From the outside it looks as if the majority of organisations are in a mess.
Surveys tell us that only a third of workers bring their A-game to the office. More and more time is spent at work, or working via the umbilical cord of our smartphones, yet productivity is stuck in the pre-digital era.
Stressed and overwhelmed
To make things worse, more people at all levels in organisations are reporting excessive levels of stress. Both employee and company suffers; when we are under stress our brain prioritises survival, and reduces our capacity to think clearly or creatively and to make rational decisions.
Grand initiatives haven’t made a dent in the discontent and disengagement
Everyone seems aware of the problem and a whole industry has sprung up, with million dollar consultancies and business schools clamouring to fix the problem.

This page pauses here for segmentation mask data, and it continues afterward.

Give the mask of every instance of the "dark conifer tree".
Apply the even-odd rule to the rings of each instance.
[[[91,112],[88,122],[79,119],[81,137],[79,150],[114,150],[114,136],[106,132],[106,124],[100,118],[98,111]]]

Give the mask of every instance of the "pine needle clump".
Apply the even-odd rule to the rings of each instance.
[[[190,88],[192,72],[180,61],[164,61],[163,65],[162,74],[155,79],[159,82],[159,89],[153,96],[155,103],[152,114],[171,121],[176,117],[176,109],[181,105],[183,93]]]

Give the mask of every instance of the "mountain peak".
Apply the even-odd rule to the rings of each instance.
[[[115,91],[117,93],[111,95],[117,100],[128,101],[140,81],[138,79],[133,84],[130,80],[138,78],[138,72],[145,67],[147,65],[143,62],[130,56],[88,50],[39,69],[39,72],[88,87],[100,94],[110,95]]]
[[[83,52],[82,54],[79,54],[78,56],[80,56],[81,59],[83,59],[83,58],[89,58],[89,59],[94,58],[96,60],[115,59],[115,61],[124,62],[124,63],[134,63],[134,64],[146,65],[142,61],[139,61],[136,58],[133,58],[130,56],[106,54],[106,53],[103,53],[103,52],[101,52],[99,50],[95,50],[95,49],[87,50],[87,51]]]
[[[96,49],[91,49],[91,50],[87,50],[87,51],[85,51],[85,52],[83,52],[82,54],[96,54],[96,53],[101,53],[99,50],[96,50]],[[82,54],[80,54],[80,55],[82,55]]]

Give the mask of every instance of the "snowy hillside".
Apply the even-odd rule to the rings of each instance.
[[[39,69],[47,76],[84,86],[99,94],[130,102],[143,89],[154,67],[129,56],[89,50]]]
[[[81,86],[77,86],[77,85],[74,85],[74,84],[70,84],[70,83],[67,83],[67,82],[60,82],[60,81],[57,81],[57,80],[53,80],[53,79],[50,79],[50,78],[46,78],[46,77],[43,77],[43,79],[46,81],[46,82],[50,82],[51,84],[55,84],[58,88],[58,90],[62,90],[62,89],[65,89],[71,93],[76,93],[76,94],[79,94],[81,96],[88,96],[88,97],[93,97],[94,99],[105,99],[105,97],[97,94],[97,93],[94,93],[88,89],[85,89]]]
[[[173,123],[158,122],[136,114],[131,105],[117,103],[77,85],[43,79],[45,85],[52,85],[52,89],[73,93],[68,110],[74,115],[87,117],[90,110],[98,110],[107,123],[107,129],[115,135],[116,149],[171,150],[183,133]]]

However it isn’t working. Three quarters of those expensive change initiatives fail and it doesn’t seem managers with MBAs can transform the way their teams feel about work either.
So where’s the real problem?
When we at Mackie Consulting listen to people in organisations through our Clarity Survey, and through our coaching work with teams and individuals, people tell us that they are not having the conversations they should be having. What we hear supports the Ken Blanchard Leadership company’s research that shows the extent to which conversations are avoided:
- 81% say their boss doesn’t listen to them
- 82% say their leaders don’t provide appropriate feedback
- 28% say they rarely or never discuss their future goals with their boss
- only 34% meet with their boss once per week
While people talk a lot, they have lost the habit of having meaningful, quality conversations
In all too many organisations, meetings are long and formulaic. People come to meetings either to transmit information or receive it. Dialogue seems to have been substituted by the “let-s-read-this-presentation-together” practice.
Meaningful conversations are frequently avoided, and the more challenging conversations are saved up for those zinging e-mails or vented to the wrong person at the coffee shop or water cooler.
Is it time to get back to being human?